Language Log: All your base are belong to which lexical category?

May 15, 2004

All your base are belong to which lexical category?

The first sentence of this BBC story about Intel's profits took me slightly aback:

For the three months to 27 March, the Californian-based company made a profit of $1.7bn, almost double the $915m recorded for the same period in 2003.

Shouldn't that be "California-based"? I thought to myself.

Checking relative frequencies on the web, I got an answer: 416,000 ghits for "California-based" vs. 2,580 for "Californian-based". 99.4% of the web agrees with my judgment -- and also with grammar and logic, it seems to me, since "X-based" should be a compositional compound noun, meaning "based in (or on) X", where X is a noun. Nobody would say "based in Californian." QED. The feeble 0.6% are just confused, I thought smugly. Perhaps they are attracted by the irrelevant analogy of other adjective-noun sequences. So much for the Beeb, how the mighty have fallen, etc.

But wait a minute, said the still small voice of conscience. How about "European-based"? Doesn't that sound just as good as "Europe-based", or maybe even better? Checking the web, I found 42,600 ghits for "Europe-based" vs. 60,700 for "European-based": 41% for the noun, 59% for the adjective. Even-steven from a grammatical point of view (though an adjectival landslide in electoral terms!)
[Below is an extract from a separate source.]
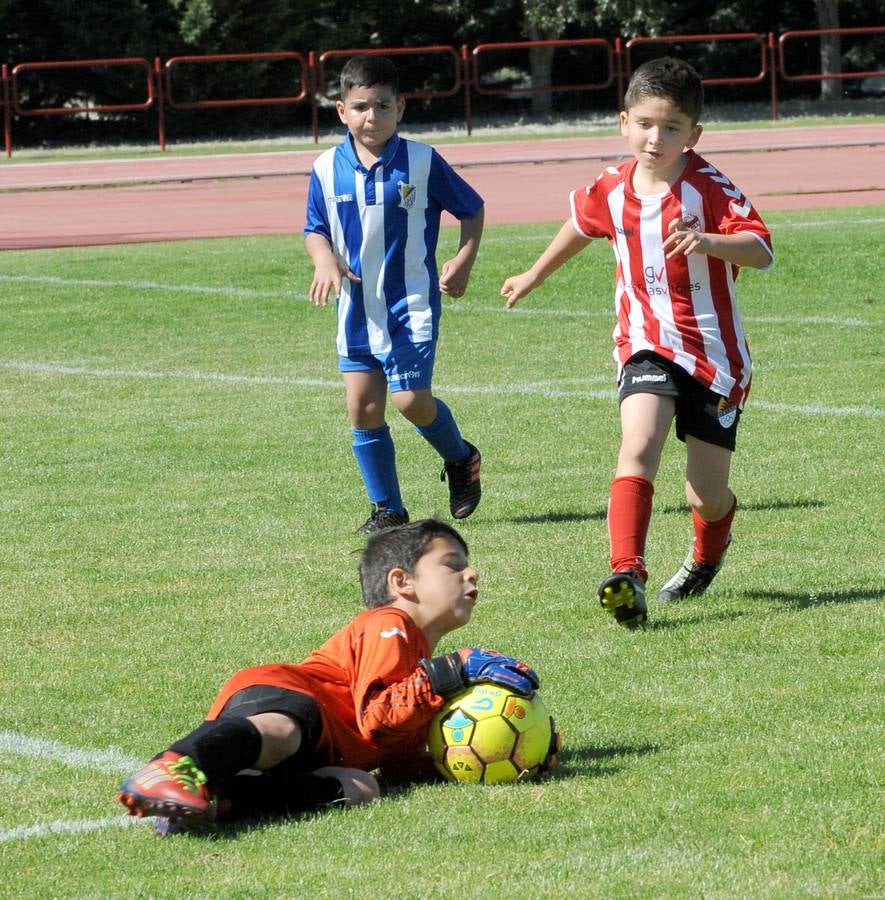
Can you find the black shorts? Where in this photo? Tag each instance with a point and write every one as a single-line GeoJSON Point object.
{"type": "Point", "coordinates": [303, 708]}
{"type": "Point", "coordinates": [700, 412]}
And looking at the next few examples of relevant noun/adjective pairs that occurred to me makes the picture even murkier. "Boston-based" is 80,000 times commoner than "Bostonian-based", but "Canada-based" is about 34% less common than "Canadian-based", and so on:

	noun	adjective	ratio
Athens/Athenian	6,460	11	587
Boston/Bostonian based	240,000	3	80,000
California/Californian based	416,000	2,580	161
Canada/Canadian based	70,300	94,400	0.745
China/Chinese based	39,000	7,450	5.25
Egypt/Egyptian based	4,920	4,520	1.09
Europe/European based	42,600	60,700	0.702
France/French based	24,800	29,100	0.852
Germany/German based	44,800	44,300	1.01
Greece/Greek based	3,320	2,970	1.12
Ireland/Irish based	34,400	16,300	2.11
Israel/Israeli based	20,100	6,750	2.98
Japan/Japanese	43,800	8,940	4.90
Korea/Korean based	14,900	5,680	2.62
Latvia/Latvian	558	250	2.32
Nigeria/Nigerian based	2,070	853	2.43
Norway/Norwegian based	8,400	3,800	2.21
Paris/Parisian based	91,000	297	306
Pennsylvania/Pennsylvanian based	45,100	38	1,187
Russia/Russian based	10,400	6,600	1.58
Scotland/Scottish based	31,100	28,900	1.08
Tunisia/Tunisian based	336	130	2.59
Turkey/Turkish	4,840	1,570	3.08
Vienna/Viennese based	21,000	32	656

(Some of these should probably be removed from consideration, at least pending reanalysis, because the "adjective" forms are really nouns much of the time, as in "Greek-based" meaning "based on the Greek language". I don't think this will change the overall picture much. It's possible that a more careful accounting for other sense differences and other details of semantic relationships would clear things up, but I doubt it.)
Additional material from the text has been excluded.